On peut toutefois, sous réserve de prendre un peu de hauteur, arriver à poser quelques hypothèses sur l'impact de cette crise à court et moyen terme. L'objectif ici étant d'arriver à proposer quelques conseils aux chefs d'entreprise qui envisageraient une opération capitalistique dans les 18 prochains mois pour profiter d'un avantage compétitif fort : en tant de crise plus que jamais, « cash is king ».

A court terme, c'est « tout le monde aux abris »

Comme tous les acteurs économiques, les gérants de fonds d'investissement ont été pris de court par la violence et la rapidité de la crise. Et comme tous les acteurs économiques, le manque de visibilité, ne serait-ce que sur le process de déconfinement, accentue leurs inquiétudes et les plonge dans un attentisme forcé. Si quelques opérations ont pu encore se dénouer, il s'agit souvent d'opérations lancées il y a plusieurs mois qui étaient en phase de closing.
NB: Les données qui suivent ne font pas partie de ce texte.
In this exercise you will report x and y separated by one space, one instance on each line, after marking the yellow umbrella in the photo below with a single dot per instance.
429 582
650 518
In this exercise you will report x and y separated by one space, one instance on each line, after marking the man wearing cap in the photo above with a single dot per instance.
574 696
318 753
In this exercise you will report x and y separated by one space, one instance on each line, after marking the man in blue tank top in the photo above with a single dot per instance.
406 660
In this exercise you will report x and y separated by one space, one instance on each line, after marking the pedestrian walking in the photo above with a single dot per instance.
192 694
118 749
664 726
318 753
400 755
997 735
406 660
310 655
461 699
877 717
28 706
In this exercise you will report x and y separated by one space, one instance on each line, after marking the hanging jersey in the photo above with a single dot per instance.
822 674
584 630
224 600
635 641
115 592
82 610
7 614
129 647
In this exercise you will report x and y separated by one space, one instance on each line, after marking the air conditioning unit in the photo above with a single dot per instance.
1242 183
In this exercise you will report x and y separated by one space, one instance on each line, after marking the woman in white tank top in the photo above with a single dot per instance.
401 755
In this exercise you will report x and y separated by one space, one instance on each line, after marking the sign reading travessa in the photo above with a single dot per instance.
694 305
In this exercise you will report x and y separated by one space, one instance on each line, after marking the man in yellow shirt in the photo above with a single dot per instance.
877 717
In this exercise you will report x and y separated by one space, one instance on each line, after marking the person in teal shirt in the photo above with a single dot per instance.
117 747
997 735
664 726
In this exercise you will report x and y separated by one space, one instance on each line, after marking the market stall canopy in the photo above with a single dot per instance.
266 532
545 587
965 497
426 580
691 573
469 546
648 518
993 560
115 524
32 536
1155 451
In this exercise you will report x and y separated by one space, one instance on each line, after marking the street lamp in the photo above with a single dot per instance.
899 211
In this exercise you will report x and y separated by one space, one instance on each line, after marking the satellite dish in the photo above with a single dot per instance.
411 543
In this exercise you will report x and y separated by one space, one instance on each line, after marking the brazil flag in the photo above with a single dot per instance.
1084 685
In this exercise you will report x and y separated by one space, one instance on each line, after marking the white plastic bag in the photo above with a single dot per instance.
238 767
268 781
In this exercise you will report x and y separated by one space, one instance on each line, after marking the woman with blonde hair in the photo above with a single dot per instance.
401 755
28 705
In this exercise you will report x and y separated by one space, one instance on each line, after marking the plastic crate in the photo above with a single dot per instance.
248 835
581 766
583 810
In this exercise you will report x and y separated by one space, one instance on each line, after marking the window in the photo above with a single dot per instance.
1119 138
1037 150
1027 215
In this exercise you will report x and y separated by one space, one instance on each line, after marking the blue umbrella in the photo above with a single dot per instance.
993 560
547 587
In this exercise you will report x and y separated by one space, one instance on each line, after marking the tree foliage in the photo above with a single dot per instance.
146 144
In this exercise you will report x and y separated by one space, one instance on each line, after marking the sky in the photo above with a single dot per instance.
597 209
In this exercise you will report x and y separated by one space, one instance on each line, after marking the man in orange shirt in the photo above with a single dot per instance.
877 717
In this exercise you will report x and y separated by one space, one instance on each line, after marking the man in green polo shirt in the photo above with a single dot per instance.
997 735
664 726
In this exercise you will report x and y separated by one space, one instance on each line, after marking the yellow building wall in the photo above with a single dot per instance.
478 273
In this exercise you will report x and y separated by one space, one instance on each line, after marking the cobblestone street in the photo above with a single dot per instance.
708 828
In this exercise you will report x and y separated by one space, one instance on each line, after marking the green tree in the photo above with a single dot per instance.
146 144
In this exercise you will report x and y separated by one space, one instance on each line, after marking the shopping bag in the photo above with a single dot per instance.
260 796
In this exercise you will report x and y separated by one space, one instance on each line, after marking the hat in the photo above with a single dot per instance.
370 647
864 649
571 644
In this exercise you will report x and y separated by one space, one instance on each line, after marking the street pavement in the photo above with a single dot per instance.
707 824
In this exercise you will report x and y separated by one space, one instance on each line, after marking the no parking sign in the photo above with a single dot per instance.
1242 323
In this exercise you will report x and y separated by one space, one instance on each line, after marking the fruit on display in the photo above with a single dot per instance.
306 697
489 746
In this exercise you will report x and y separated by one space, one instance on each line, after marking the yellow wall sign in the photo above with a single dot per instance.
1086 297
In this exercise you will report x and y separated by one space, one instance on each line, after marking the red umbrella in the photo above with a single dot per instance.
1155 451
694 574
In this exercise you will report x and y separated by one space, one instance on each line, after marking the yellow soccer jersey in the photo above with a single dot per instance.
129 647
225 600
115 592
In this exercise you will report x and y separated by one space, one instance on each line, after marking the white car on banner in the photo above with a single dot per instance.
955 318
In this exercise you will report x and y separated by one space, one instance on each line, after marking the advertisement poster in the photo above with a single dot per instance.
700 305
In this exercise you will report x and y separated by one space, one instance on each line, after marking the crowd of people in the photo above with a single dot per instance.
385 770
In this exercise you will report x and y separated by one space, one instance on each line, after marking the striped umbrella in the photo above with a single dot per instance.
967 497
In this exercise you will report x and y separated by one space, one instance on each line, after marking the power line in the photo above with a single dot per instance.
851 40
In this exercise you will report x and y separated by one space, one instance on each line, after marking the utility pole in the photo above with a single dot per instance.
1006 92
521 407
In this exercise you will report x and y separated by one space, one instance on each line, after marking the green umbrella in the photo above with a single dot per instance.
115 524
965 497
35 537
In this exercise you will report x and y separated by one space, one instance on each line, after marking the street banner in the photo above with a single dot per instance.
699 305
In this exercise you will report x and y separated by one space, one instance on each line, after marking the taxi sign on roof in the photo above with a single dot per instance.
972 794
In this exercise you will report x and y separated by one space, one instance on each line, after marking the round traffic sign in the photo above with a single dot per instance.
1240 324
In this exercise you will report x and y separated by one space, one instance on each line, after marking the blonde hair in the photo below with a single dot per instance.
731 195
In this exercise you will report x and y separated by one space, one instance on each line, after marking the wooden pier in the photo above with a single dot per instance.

A l'exception de quelques secteurs très restreints, les investisseurs ont donc mis en pause la plupart de leurs opérations jusqu'à la rentrée de septembre, préférant se concentrer sur l'accompagnement stratégique des sociétés formant leur portefeuille.

Cette situation logique peut toutefois être catastrophique notamment pour les jeunes sociétés technologiques dont la croissance consommatrice en cash est financée en grande partie par des levées de fonds successives. D'autant que ces sociétés n'ont pas accès, faute de rentabilité, aux prêts bancaires. Nous faisons le pari ici que la récente correction du gouvernement sur le PGE pour les entreprises innovantes indexé sur la masse salariale ne bénéficiera malheureusement qu'à peu d'élus, les banquiers préférant toujours « dépenser » leur enveloppe sur des sociétés matures et présentant peu de risques.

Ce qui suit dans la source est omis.